7.1 Paragraph (b)(iv) of the definition of a restructured credit exposure contained in regulation 67 of the Regulations requires that the modification of terms and conditions shall be made in writing. For this purpose, ‘In writing’ shall include:

7.1.1 paper-based or electronic documentation of the revised terms and conditions, signed physically or electronically by both parties; 7.1.2 verbally agreed changes to the original terms and conditions, which are digitally recorded; and 7.1.3 electronic communication of the revised terms and conditions to the client, (for example by electronic mail (e-mail) or short message service (SMS)).

7.2 This Office regards it as essential that the legal position of the bank is protected when the terms and conditions of an agreement are changed. It follows that where there is uncertainty regarding the legal enforceability of a particular method of communication, the bank should obtain a legal opinion to that effect.

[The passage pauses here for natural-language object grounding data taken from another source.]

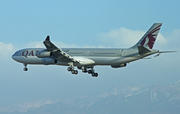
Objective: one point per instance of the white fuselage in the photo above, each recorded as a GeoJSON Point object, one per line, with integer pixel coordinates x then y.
{"type": "Point", "coordinates": [87, 56]}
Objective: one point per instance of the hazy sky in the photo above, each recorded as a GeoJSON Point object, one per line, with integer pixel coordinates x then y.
{"type": "Point", "coordinates": [80, 23]}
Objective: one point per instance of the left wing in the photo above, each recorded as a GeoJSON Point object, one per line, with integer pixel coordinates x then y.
{"type": "Point", "coordinates": [58, 53]}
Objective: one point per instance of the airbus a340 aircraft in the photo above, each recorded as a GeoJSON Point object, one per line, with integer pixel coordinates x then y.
{"type": "Point", "coordinates": [86, 58]}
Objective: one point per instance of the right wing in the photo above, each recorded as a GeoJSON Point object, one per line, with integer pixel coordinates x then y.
{"type": "Point", "coordinates": [58, 53]}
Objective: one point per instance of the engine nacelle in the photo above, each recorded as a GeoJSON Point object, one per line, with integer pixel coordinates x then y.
{"type": "Point", "coordinates": [44, 54]}
{"type": "Point", "coordinates": [118, 66]}
{"type": "Point", "coordinates": [48, 61]}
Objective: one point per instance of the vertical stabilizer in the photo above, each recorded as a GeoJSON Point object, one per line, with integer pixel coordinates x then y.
{"type": "Point", "coordinates": [149, 38]}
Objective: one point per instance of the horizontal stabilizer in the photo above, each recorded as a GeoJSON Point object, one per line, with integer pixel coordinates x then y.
{"type": "Point", "coordinates": [143, 50]}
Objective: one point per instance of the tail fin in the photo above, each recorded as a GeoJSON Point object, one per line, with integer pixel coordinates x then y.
{"type": "Point", "coordinates": [149, 38]}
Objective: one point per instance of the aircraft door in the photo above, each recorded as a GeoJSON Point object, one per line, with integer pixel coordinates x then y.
{"type": "Point", "coordinates": [123, 52]}
{"type": "Point", "coordinates": [87, 53]}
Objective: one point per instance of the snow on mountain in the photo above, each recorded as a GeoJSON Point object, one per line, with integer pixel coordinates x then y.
{"type": "Point", "coordinates": [136, 99]}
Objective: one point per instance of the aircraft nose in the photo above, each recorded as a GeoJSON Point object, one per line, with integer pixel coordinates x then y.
{"type": "Point", "coordinates": [13, 57]}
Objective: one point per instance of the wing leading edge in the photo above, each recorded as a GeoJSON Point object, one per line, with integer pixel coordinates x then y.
{"type": "Point", "coordinates": [58, 53]}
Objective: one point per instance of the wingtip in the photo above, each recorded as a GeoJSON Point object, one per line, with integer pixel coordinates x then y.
{"type": "Point", "coordinates": [47, 38]}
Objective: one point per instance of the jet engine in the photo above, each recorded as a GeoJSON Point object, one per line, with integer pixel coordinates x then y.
{"type": "Point", "coordinates": [48, 61]}
{"type": "Point", "coordinates": [43, 54]}
{"type": "Point", "coordinates": [118, 66]}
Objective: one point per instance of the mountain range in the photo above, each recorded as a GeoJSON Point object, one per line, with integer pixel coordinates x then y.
{"type": "Point", "coordinates": [134, 99]}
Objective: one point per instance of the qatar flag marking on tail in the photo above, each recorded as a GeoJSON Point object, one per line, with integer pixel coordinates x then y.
{"type": "Point", "coordinates": [150, 38]}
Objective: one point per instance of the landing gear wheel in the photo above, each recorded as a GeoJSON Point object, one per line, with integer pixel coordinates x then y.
{"type": "Point", "coordinates": [96, 74]}
{"type": "Point", "coordinates": [75, 72]}
{"type": "Point", "coordinates": [89, 71]}
{"type": "Point", "coordinates": [69, 69]}
{"type": "Point", "coordinates": [25, 69]}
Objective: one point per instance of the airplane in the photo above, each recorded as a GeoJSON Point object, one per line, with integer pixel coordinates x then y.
{"type": "Point", "coordinates": [86, 59]}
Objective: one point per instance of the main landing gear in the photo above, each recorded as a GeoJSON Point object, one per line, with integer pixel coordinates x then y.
{"type": "Point", "coordinates": [84, 70]}
{"type": "Point", "coordinates": [25, 67]}
{"type": "Point", "coordinates": [71, 69]}
{"type": "Point", "coordinates": [91, 71]}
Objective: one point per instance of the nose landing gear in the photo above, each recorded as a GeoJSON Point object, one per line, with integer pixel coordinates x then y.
{"type": "Point", "coordinates": [25, 67]}
{"type": "Point", "coordinates": [71, 69]}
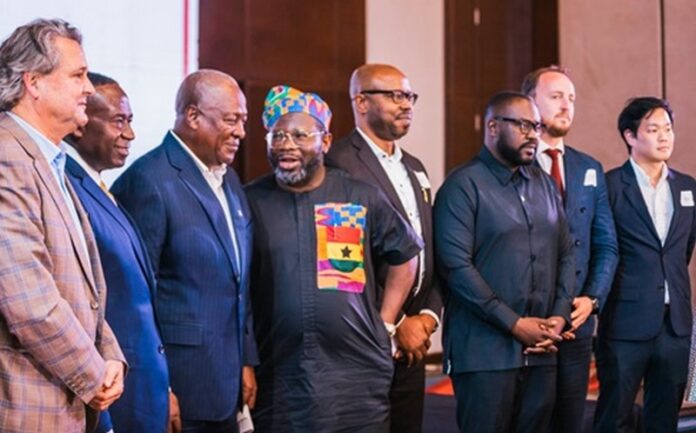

7.3 When a bank decides not to formalise the concession or revised terms and conditions in writing as specified by this directive, footnote 1 to lines 22 to 42 (for STA banks) and lines 257 to 284 (for IRB banks) of the form BA 210 states that the relevant exposure or facility shall be regarded as impaired.

8. Acknowledgement of receipt

8.1 Two additional copies of this directive are enclosed for the use of your institution’s independent auditors. The attached acknowledgement of receipt, duly completed and signed by both the chief executive officer of the institution and the said auditors, should be returned to this Office at the earliest convenience of the aforementioned signatories.

[Signature] René van Wyk Registrar of Banks

The previous directive issued was Directive 6/2015, dated 9 April 2015.